Yakın zamanda başlayan Rusya – Ukrayna savaşı hem dünyanın, hem de ülkemizin gündemine oturdu. Gıda Mühendisleri Odası bu konu ile ilgili, “Emperyalist ve Kapitalist güçlerin bitmek tükenmek bilmeyen dünyaya egemen olma hırsları bu savaşın görünen tek nedenidir. Her zamanki gibi, bu savaşın faturası da, yine masum ve suçsuz halklara kesilecektir.” dedi.
Artan gıda fiyatlarıyla mücadele edilemezken savaşın gıda fiyatları krizini daha da derinleştireceğinin aşikâr olduğunu belirten mühendisler odası, “Savaş coğrafyası özellikle tahıl üretiminde çok büyük bir paya sahiptir. Bilindiği gibi dünya buğday ihracatının %30’u Rusya ve Ukrayna’dan gerçekleşmektedir. Ayrıca dünya ay çiçek tohumu ihracatının %32’si, mısır ihracatının %20’si, arpa ihracatının %31’i yine Rusya ve Ukrayna tarafından gerçekleşmektedir. Tüm bu rakamlar da gösteriyor ki küresel Tarım ve Gıda piyasaları bu savaştan doğrudan ve olumsuz şekilde etkilenecektir.” şeklinde konuştu.
Konuya Türkiye özelinden bakacak olursak durum nedir?
Türkiye geçen yıl Rusya’dan 6,7 milyon ton buğday, 913 bin ton ayçiçek yağı, 1,2 milyon ton arpa ve 1,1 milyon ton kepek ithal etti.

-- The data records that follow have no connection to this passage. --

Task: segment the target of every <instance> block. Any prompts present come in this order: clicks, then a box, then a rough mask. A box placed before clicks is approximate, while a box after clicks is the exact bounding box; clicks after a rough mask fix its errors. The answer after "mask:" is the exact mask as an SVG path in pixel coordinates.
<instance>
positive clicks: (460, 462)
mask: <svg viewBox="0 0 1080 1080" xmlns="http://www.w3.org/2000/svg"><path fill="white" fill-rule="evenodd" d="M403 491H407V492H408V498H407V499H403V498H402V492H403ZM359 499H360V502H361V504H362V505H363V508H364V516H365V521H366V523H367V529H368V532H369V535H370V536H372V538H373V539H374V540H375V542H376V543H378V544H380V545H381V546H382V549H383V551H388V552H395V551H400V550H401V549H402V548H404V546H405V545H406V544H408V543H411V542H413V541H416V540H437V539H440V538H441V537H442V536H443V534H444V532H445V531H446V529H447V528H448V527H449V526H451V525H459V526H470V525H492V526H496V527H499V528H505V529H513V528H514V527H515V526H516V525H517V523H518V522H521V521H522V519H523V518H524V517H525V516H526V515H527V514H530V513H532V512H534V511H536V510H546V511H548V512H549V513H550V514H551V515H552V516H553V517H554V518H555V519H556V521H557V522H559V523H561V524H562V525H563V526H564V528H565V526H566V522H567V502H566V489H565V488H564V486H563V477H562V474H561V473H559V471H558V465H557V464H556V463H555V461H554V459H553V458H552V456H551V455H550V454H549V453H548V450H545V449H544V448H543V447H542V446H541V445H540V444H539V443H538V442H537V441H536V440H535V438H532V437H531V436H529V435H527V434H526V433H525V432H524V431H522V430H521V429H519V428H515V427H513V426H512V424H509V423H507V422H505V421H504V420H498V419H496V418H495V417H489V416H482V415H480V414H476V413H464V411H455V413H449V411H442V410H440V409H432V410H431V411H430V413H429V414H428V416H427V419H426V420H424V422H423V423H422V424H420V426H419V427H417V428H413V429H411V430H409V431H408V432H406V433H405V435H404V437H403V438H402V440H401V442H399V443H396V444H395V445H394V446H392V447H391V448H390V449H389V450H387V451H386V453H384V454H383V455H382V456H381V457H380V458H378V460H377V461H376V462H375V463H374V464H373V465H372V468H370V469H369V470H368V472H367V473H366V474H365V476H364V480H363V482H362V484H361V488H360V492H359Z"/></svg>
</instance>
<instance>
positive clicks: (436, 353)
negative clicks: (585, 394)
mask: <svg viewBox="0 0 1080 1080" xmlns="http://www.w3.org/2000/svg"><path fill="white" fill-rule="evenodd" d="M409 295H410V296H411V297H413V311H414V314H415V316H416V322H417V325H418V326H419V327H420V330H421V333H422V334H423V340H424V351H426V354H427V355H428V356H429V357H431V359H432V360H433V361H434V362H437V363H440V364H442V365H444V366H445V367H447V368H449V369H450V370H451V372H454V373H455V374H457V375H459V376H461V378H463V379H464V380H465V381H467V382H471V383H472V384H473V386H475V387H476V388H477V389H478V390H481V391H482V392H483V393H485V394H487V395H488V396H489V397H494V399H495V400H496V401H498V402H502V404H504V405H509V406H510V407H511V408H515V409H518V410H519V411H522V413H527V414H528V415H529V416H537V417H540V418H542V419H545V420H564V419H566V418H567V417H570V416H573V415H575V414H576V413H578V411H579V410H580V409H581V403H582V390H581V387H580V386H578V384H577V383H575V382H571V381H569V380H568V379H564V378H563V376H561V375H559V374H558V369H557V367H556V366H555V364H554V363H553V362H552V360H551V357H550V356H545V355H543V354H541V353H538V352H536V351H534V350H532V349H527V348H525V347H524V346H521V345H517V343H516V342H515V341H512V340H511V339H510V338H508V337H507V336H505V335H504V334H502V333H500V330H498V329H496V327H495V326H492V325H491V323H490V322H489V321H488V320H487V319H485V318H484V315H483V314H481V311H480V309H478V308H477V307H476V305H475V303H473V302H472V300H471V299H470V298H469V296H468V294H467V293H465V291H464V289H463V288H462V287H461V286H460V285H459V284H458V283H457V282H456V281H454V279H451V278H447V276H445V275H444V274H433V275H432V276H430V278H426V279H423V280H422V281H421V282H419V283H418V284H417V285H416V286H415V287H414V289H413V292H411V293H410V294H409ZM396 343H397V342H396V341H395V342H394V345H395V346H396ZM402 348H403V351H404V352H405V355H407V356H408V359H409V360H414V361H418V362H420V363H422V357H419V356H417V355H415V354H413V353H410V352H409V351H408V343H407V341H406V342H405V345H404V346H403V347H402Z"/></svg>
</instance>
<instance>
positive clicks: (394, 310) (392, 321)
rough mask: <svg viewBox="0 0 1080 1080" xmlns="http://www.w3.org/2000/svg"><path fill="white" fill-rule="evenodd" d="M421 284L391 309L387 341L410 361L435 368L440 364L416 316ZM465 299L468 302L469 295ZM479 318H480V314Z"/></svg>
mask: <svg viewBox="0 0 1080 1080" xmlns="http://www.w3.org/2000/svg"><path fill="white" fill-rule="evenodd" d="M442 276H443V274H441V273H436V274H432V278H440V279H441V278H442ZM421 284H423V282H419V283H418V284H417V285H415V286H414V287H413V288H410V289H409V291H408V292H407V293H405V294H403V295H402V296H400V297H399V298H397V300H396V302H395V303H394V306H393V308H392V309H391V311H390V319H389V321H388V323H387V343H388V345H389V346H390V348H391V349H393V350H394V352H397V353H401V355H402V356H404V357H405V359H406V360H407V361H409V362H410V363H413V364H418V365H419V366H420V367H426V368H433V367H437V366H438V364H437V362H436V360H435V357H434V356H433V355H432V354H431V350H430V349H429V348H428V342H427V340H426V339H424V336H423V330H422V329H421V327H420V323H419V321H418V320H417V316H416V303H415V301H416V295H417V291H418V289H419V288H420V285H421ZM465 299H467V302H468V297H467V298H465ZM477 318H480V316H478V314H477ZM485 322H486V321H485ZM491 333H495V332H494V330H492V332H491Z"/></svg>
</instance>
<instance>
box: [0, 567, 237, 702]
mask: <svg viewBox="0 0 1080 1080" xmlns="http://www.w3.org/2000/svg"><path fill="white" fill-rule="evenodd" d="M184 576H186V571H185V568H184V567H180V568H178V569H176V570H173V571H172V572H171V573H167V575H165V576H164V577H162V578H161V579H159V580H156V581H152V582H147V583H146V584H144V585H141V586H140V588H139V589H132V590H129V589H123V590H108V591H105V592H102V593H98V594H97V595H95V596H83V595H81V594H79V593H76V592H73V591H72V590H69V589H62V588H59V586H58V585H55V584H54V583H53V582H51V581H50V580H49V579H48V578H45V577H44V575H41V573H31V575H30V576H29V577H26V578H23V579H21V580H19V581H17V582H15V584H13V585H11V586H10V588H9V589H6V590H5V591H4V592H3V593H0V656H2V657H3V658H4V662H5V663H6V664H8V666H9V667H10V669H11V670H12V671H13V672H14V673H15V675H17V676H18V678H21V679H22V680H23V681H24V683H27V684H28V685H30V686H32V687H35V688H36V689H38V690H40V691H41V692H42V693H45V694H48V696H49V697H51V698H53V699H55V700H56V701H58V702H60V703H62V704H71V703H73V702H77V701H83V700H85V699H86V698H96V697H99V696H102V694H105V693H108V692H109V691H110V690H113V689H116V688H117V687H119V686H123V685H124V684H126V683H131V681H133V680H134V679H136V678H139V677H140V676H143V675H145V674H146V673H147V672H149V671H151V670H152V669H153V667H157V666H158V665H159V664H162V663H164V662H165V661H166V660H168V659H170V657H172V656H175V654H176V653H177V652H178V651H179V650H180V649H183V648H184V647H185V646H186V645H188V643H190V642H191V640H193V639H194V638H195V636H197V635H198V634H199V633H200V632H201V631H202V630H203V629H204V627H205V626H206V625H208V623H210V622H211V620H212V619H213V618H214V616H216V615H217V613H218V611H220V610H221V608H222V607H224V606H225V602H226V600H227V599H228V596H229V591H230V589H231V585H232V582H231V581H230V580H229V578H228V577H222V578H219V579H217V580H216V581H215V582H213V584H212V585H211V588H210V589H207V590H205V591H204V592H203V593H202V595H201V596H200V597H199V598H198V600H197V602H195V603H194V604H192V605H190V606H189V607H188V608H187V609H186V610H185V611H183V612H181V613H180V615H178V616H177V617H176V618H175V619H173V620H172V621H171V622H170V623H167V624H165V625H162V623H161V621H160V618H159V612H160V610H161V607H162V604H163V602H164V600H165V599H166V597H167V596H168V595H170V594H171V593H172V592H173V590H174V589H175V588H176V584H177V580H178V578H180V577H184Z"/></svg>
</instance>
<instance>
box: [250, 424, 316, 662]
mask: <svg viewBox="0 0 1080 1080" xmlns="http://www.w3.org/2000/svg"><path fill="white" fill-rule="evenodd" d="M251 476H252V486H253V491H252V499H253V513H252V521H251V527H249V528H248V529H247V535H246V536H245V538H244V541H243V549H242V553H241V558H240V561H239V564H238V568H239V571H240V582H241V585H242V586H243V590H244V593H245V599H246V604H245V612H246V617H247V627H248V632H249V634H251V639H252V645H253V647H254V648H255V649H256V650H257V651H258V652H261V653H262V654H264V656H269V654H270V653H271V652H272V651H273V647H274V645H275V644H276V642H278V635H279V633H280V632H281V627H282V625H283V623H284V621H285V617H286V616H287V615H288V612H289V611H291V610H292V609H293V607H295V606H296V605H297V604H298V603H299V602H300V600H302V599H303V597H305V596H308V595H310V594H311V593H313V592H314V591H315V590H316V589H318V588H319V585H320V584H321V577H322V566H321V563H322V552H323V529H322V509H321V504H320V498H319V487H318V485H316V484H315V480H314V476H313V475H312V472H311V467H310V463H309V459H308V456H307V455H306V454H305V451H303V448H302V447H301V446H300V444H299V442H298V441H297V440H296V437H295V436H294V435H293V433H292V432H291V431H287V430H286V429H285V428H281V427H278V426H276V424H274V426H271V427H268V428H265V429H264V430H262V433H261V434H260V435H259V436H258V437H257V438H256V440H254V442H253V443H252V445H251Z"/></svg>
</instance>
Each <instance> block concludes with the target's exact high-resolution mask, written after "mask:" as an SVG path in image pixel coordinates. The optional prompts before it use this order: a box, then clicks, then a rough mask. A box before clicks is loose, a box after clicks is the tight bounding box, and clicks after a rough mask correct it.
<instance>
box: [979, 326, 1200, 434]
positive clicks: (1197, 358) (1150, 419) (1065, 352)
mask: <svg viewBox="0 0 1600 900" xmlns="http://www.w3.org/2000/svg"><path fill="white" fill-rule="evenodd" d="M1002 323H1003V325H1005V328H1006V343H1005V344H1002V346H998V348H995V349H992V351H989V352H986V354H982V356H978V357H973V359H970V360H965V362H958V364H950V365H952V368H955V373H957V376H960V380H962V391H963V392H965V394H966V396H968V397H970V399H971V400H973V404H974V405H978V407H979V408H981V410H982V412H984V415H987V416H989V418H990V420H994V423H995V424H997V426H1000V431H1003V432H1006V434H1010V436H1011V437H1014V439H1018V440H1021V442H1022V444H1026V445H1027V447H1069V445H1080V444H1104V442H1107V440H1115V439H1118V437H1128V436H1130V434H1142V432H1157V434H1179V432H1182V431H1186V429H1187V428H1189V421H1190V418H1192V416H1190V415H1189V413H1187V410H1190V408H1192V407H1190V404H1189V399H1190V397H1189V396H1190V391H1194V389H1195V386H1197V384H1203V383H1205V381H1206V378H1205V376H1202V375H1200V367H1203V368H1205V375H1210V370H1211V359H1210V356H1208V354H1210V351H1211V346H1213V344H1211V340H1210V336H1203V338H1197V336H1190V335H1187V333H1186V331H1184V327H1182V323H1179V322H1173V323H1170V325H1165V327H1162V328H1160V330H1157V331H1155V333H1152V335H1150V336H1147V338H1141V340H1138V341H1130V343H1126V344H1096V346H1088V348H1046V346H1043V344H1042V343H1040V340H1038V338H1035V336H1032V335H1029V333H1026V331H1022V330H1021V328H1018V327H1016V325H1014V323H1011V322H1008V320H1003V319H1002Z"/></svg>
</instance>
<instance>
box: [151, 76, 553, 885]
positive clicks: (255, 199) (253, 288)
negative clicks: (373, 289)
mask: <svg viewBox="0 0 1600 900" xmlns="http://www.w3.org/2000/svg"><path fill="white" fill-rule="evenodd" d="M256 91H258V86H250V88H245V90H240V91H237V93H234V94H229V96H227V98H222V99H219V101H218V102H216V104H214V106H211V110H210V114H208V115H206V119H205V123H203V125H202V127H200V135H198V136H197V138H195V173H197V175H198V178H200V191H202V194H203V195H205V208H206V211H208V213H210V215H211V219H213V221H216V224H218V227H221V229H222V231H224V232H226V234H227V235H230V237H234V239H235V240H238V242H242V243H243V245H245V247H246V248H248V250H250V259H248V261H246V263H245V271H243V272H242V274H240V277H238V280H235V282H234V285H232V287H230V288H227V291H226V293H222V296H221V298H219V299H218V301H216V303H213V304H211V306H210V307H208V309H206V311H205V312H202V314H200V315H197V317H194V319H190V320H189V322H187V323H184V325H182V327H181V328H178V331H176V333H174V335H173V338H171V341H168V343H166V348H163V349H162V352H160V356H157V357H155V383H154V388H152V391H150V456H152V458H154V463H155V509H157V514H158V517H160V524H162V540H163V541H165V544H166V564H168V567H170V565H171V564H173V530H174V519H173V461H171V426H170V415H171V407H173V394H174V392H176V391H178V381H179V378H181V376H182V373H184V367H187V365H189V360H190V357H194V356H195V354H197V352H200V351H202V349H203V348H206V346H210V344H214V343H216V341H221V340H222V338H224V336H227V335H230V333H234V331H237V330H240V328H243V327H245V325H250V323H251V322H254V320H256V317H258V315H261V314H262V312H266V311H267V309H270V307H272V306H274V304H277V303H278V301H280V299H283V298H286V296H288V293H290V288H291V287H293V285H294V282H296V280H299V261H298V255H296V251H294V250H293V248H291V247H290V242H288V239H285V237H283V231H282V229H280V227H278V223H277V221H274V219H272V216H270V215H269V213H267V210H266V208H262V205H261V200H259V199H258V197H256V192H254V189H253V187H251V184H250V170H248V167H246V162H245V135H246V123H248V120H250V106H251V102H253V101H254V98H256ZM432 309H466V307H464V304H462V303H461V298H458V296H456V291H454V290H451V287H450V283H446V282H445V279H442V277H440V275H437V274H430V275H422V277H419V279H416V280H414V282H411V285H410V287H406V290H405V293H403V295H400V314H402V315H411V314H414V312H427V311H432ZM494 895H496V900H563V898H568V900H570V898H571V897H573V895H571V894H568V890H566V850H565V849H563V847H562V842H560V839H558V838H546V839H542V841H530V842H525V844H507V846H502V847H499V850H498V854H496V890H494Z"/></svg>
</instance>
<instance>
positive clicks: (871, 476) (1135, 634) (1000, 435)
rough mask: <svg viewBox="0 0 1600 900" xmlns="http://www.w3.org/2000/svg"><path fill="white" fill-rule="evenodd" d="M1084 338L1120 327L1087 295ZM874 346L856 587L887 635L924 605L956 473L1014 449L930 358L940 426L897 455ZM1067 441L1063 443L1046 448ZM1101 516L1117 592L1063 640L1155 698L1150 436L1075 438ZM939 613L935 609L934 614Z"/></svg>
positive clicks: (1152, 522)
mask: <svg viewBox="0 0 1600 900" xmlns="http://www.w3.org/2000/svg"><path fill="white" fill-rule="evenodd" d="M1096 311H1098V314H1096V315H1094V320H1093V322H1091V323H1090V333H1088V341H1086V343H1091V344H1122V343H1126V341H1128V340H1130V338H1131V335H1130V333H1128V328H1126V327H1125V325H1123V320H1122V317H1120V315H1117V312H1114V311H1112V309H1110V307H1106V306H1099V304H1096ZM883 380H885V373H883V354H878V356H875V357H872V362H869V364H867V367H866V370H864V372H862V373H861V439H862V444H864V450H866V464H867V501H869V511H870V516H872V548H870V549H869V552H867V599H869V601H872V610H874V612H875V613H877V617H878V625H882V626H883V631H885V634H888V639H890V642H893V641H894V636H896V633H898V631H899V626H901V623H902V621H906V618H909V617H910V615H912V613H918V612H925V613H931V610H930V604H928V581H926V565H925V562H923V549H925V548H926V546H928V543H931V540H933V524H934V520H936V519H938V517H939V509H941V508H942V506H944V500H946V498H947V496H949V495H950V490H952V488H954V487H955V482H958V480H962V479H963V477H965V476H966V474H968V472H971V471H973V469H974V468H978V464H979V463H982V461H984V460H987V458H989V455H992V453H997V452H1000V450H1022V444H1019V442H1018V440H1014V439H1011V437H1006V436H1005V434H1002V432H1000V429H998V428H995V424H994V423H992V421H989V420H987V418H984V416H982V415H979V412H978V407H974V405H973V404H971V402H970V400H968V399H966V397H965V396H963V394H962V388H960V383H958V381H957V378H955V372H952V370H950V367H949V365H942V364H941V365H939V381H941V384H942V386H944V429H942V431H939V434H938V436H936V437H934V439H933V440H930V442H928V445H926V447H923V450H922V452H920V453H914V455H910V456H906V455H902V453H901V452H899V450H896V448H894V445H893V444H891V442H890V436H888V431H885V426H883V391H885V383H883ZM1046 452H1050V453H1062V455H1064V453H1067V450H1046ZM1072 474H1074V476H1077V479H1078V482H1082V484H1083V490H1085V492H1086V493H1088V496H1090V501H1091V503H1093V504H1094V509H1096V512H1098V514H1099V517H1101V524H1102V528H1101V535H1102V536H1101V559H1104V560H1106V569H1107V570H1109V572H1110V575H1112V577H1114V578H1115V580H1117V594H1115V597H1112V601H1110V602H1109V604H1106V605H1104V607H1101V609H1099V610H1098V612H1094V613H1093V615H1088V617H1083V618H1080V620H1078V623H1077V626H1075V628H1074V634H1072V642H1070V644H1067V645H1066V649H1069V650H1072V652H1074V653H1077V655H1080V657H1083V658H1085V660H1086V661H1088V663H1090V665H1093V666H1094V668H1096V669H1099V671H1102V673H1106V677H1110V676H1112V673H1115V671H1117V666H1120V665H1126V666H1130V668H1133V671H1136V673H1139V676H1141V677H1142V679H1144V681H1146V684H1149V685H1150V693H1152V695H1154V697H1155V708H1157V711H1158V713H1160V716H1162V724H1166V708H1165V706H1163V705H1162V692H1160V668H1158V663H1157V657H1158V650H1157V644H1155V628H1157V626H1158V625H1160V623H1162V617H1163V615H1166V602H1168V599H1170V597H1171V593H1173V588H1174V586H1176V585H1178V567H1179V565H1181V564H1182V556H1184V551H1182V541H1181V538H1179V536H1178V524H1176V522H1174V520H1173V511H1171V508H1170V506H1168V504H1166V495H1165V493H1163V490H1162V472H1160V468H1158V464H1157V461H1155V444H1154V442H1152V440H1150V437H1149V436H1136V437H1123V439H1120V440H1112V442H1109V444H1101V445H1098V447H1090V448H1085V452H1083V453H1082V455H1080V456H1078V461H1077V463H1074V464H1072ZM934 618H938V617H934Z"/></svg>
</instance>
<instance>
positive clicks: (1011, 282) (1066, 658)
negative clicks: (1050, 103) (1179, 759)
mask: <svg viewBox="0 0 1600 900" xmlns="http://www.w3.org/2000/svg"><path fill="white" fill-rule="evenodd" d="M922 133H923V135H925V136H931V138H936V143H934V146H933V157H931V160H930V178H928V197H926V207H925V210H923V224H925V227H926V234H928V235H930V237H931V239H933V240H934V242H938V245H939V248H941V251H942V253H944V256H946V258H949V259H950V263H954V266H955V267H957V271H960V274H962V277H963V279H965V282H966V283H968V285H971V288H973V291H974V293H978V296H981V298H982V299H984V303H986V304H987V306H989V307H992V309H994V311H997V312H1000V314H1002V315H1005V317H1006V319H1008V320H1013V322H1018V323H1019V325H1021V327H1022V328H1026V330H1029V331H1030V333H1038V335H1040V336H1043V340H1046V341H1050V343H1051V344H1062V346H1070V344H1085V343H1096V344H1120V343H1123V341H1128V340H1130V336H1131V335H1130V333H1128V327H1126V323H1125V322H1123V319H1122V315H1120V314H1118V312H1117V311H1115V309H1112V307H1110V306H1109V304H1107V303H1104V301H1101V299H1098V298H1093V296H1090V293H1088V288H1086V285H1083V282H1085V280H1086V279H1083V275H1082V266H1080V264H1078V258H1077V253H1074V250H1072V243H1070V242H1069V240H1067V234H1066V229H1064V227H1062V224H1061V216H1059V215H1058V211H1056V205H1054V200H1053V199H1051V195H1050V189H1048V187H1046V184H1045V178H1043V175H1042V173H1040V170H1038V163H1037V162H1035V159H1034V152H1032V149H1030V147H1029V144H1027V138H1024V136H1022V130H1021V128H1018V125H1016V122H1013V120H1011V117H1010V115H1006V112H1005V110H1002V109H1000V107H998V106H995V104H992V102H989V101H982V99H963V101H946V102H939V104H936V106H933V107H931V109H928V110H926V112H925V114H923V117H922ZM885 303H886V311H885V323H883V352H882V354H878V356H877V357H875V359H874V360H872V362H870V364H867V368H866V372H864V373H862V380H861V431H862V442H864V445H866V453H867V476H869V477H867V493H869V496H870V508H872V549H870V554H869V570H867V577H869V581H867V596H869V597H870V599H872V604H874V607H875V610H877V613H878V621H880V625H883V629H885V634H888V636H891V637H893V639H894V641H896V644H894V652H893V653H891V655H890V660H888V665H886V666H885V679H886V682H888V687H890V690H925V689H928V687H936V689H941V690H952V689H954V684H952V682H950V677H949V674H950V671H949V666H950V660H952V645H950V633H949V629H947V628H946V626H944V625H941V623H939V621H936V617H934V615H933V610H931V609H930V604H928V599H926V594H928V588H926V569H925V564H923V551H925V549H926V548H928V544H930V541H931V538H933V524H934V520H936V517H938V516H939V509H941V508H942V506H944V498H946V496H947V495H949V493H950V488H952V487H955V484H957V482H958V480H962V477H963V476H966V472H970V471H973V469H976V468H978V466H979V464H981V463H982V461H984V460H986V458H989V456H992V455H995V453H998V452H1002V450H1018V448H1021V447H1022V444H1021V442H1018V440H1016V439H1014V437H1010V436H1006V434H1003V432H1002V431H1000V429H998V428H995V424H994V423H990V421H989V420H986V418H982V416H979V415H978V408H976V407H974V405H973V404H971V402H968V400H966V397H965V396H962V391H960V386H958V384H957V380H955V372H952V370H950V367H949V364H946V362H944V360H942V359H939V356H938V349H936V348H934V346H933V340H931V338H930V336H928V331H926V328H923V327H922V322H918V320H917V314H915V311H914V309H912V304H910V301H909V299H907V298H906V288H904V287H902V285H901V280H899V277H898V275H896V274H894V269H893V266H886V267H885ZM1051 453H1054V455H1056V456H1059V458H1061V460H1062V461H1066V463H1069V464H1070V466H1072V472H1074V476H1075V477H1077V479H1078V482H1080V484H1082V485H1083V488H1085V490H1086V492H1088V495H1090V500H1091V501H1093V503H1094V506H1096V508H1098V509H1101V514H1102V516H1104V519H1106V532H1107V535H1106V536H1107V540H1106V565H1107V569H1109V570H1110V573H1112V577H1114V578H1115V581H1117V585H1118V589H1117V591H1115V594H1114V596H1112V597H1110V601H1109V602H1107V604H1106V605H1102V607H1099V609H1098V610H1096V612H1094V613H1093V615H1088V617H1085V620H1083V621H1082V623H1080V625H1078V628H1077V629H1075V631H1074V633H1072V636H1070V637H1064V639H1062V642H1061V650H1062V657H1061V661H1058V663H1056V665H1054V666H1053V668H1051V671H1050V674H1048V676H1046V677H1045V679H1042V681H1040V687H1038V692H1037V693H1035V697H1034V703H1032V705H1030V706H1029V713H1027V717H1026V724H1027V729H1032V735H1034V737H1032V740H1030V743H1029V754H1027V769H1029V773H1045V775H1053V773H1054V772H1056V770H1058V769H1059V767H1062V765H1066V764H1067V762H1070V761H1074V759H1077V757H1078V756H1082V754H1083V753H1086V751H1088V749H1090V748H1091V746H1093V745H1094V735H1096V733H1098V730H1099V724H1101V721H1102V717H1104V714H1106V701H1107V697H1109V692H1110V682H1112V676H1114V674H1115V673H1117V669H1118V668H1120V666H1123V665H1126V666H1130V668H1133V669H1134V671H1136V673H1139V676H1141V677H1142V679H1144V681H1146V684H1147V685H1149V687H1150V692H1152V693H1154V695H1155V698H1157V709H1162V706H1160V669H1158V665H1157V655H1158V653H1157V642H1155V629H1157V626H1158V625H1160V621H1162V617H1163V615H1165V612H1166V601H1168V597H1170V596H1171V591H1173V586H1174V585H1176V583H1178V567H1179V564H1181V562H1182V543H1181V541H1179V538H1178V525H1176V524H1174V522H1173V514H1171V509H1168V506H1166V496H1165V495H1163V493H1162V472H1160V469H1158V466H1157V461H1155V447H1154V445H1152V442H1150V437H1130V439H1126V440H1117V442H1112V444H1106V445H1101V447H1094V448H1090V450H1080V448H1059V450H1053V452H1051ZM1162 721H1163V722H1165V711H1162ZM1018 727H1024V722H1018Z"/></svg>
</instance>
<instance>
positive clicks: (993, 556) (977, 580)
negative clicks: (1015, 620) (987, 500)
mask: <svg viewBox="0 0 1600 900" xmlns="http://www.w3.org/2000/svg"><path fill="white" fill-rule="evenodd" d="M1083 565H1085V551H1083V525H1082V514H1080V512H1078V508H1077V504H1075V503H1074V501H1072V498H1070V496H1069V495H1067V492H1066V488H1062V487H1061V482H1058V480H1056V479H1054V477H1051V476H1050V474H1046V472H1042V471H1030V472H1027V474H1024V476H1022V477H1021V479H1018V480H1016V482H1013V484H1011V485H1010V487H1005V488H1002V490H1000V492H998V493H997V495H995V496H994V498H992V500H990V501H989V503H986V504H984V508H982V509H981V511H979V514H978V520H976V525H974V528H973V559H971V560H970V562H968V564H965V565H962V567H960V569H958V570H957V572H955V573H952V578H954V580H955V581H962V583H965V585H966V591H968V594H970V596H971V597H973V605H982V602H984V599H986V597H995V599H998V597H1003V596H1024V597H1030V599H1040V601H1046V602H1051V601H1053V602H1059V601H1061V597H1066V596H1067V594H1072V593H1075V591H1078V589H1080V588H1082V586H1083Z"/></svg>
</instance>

Olası bir ambargoda bu rakamlara ulaşılamayacağı düşünüldüğünde, durumun ciddiyeti ortadadır.
Analistler, Rusya ile Ukrayna arasındaki ihtilafın Karadeniz’e sıçrayabileceği ve bölgedeki buğday ticaretinde yaşanan kesintiler nedeniyle küresel buğday fiyatlarının keskin bir şekilde yükselebileceği konusunda uyardılar. Bu büyüklükteki bir krizi atlatmak için gerekirse başka ülkelerden ithalat yaparız demek doğru ve sürdürülebilir bir yaklaşım değil. Sonuç ne olursa olsun, bu durumun emtia ve gıda fiyatlarına olumsuz etkisi kaçınılmazdır.
Ne yapılmalıdır?
Tarımda kendi kendine yeterliliği ve güvenilir gıda üretimini artırmaya yönelik politikaların desteklenmesinin önemi bir kez daha vurgulanmaktadır. Kendi kendine yeterli bir ulus olmamızı sağlamak için tarım ve gıda politikaları yeniden düşünülmelidir. Savaş, güvenilir ve ucuz gıdaya erişimlerinin önünde ciddi bir engel olmuştur. Tekrar.